Dis voir, cousine, ton promis quand est-ce qu’y vient ?

Checchina

Mon père m’a dit : « Pas plus tard que tout de suite ! »

Catte

Dis voir Checca, ton parrain, il te l’a offerte la couronne de fleurs ?

Checchina

Même pas un pissenlit il m’a offert !

Catte

Oh quel rapiat, çui-là !

Sgualda

Il t’a envoyé des dragées ?

Checchina

Même pas une figue.

Sgualda

Il est à sec ! Ben dis donc, t’en as un beau parrain !

Beatrice

Mais enfin quoi ? Parce que M. Pantalon n’offre rien, dépense peu, il ne serait pas un homme comme il faut ! Votre langue vous perdra, mesdames !

Sgualda

Oh, vous, vous êtes une mauvaise langue, chère madame !

Eleonora

Il me semble que vous devriez respecter les gens honorables.

Sgualda

Catte, qu’est-ce t’en dis ? T’as entendu ?

Catte

Oui, et la moutarde me monte au nez !

Checchina

S’il vous plaît, cousines ! Du calme !

Catte

Alors, il arrive quand, ce fiancé ?

Sgualda

Catte, allez viens on s’en va.

Catte

Tu veux rire !

Beatrice

Donna Sgualda, pourquoi n’iriez-vous pas vendre vos fripes et vos fanfreluches ?

Sgualda

Je me repose, Lustrissime. Aujourd’hui, j’ai de quoi bouffer, du coup, j’me roule les pouces.

Eleonora

Vous aussi ? Pas de lessive aujourd’hui ?

Catte

Non, mais vous inquiétez pas. Vos chemises de trois sous seront lavées !

Eleonora

Voulez-vous vous taire, insolente !

Catte

Sgualda, Sgualda, j’ai les fers qui chauffent !

Eleonora

En voilà assez, chère petite Checca, vous m’avez invitée à votre mariage et moi votre voisine, comme j’apprécie Beppo, le fils de mon régisseur, je suis venue ; mais je refuse de me commettre avec cette race de mégères.

Checchina

Chère Lustrissime, s’il vous plaît, restez.

Catte

Eh Sgualda ! Pousse-toi, tu vas infecter la dame !

Sgualda

Ma chérie, t’es vraiment folle !

Elles s’éloignent un peu.

Beatrice

Nous, nous sommes là pour faire plaisir à Checchina alors s’il vous plaît un peu de tenue.

Sgualda

Madame me parle à moi ?

Beatrice

Oui, à vous.

Sgualda

Catte, la dame me parle.

Catte

Eh ben, réponds-y !

Checchina

Voulez-vous bien vous taire !

Catte

Oh, r’garde ! V’là le futur !

Checchina

Il est avec mon père et monsieur mon parrain.

Scène 2

Pantalon, Patron Toni, Beppo et les mêmes.

Patron Toni

Noces, noces, Checca, ma fille, réjouissons-nous !

Sgualda

Oui ! Vive les noces sans dragée !

Pantalon

Ma filleule, tu es mon bonheur.

Checchina

Merci parrain.

Catte

M’sieur le parrain, c’est pour quand ces noces ?

Pantalon

Ce soir même.

Catte

Parce qu’on a le gosier sec.

Pantalon

On vous le rafraîchira.

Patron Toni

Alors, le fiancé, approche ! Tu ne regardes pas ta promise ?

Beppo

Je suis un peu perdu au milieu de toutes ces femmes.

Patron Toni

Tu as peur de ne pas reconnaître la tienne ? Tu ne peux pas te tromper.
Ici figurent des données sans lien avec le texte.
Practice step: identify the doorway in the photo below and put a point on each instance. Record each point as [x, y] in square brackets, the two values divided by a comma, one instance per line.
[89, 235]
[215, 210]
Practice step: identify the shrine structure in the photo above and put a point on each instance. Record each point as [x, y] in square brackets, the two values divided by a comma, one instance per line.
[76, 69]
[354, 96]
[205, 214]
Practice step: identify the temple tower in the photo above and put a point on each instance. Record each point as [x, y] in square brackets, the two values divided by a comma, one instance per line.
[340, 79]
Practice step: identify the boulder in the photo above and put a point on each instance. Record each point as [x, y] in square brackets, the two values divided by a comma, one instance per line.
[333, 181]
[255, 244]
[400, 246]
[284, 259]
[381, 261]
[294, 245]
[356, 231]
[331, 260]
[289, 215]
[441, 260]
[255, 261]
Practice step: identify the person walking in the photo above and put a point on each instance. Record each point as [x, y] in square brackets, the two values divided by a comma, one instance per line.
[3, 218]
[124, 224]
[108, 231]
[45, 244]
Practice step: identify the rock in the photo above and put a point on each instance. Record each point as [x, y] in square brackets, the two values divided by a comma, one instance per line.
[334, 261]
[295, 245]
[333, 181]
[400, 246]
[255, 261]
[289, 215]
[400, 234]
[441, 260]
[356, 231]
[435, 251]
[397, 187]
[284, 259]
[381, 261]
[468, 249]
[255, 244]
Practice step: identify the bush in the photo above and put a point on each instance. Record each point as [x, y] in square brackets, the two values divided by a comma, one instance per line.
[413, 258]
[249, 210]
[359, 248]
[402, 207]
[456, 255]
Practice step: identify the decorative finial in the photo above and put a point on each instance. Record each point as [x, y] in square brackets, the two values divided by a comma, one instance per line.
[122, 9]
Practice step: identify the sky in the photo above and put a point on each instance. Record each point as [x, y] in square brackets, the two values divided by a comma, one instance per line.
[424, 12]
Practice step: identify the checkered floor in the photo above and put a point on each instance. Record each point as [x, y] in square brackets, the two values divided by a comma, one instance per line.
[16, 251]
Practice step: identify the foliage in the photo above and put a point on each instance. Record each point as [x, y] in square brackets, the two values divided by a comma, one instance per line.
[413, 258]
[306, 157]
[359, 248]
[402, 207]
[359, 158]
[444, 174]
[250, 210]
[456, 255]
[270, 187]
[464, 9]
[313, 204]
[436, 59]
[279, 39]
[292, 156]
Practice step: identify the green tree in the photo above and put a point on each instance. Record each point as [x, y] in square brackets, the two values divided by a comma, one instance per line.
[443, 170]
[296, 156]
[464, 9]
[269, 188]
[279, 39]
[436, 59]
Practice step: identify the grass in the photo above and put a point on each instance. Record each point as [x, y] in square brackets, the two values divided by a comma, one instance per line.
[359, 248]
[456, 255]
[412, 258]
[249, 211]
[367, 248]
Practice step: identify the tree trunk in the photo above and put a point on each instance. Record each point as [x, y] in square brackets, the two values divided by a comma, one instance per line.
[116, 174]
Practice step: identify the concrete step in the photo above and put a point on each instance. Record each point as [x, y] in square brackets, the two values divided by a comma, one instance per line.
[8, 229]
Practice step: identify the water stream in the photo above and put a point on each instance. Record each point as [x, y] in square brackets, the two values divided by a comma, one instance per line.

C’est la plus jeune et la plus jolie.

Catte

La plus jeune, non.

Sgualda

La plus jolie non plus.

Beppo

Jeune, vieille, belle ou vilaine, si on me faisait un peu de place, je m’assoirais bien à côté d’elle.

Pantalon

Et tu aurais raison. Le promis doit être à côté de sa belle. S’il vous plaît, décalez-vous un peu.

Eleonora

Je veux bien, encore faudrait-il que cette femme se poussât.

Catte

C’est c’la, mais « cette femme-là » elle s’poussera pas.

Beatrice

Bon allez, Checca, asseyez-vous sur ma chaise, Donna Sgualda me donnera la sienne et en prendra une autre.

Sgualda

Vous voulez que je me mette là, pourquoi vous y allez pas, vous ?

Pantalon

Bon s’il vous plaît mesdames, il faut laisser la place à qui la mérite.

Sgualda

À qui la mérite ? Eh ben, si je la mérite pas la place, j’en veux pas ! Cousine, à la revoyure ! (Elle se lève.)

Checchina

Voyons, où allez-vous ?

Sgualda

T’as pas entendu ? Je cède ma place à qui la mérite. Monsieur ton parrain ordonne et toi tu la boucles ; ça se voit que tu sais pas d’où tu viens…

Patron Toni

Quoi ? Qu’est-ce que vous sous-entendez ?

Sgualda

Je me comprends, c’est le principal. Je cède la place au mérite. Dame, posez donc votre Lustrissime croupion. Quant à toi, Checca, m’invite plus jamais. Chez toi, j’y foutrai plus ni le pied ni le reste ! À moi, une femme distinguée, me faire ce putain d’affront ! Ah on préfère une étrangère à sa propre cousine ! Allez crever tous autant que vous êtes : père gaga, fille idiote, parrain rapiat, fiancé sans un, et Lustrissime au rabais. (Elle sort.)

Beatrice

Je ne pense pas m’avancer trop en disant que cette fille est dérangée.

Catte

C’est vrai, chère madame, mais même dérangée, elle a plus de cervelle que vous.

Eleonora

Comment me parlez-vous ?

Catte

Avec la bouche !

Eleonora

Cela suffit. Je m’en vais. Demeurer est incompatible avec ma dignité. Jolie fiancée, adieu. Je ne souhaite pas rester en présence de cette femme vulgaire. (Elle sort.)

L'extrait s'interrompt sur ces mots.